Democratic Attorney General Josh Stein announced his bid in January. Republican State Treasurer Dale Folwell also got in the race last month. Additionally, former U.S. Rep. Mark Walker, R-N.C., is preparing to enter the race in the coming weeks, according to Tim Murtaugh, a spokesperson for a consulting firm advising Walker.

Robinson’s popularity among the Republican base and flush coffers put him squarely at the top of the list of candidates for a GOP primary. 

A staunch conservative, Robinson’s comments about the LGBTQ+ community, abortion and the role of women will likely come into consideration during the Republican primary, as the party decides who will be the most competitive challenger in such a closely divided state during what will also be a presidential election year. Robinson has said he was not focusing criticisms made at conservative churches and radio shows over the years against the LGBTQ+ community in general, but rather against transgender and sexually explicit reading materials in schools. 

Robinson said Saturday he wants to make North Carolina a “destination state for life,” which he said includes his support for legislation preventing abortions once an ultrasound first detects fetal cardiac activity, typically about six weeks after fertilization. State law currently bans nearly all abortions after 20 weeks. His speech also focused on school safety and law enforcement.

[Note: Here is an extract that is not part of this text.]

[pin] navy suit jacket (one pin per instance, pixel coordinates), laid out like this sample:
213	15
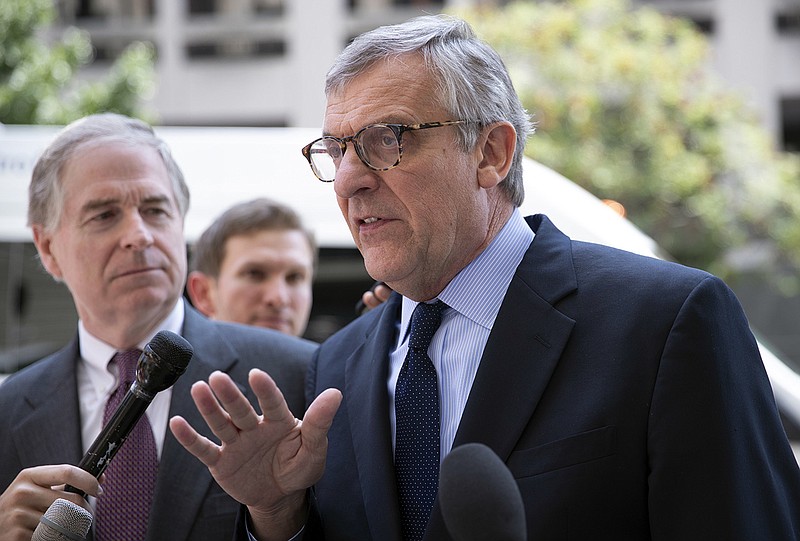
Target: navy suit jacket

Despite Republican success in controlling the state legislature, the GOP has won the governor’s office just once since 1992, back in 2012. The office of lieutenant governor has been considered for several decades as a stepping stone to the state’s highest office. But since the late 1960s, only three of them — all Democrats — have made the leap to governor.

A former factory worker and day care operator, Robinson gained notoriety from a viral video of his 2018 speech to the Greensboro City Council about attempts to cancel a local gun show.

Stein’s campaign-opening video accused Robinson of wanting “to tell you who you can marry, when you’ll be pregnant and who you should hate.” Additionally, Folwell said last month that Robinson has spent his time in the political spotlight “attacking people instead of attacking the important problems that our citizens are facing.”

The Associated Press contributed to this report.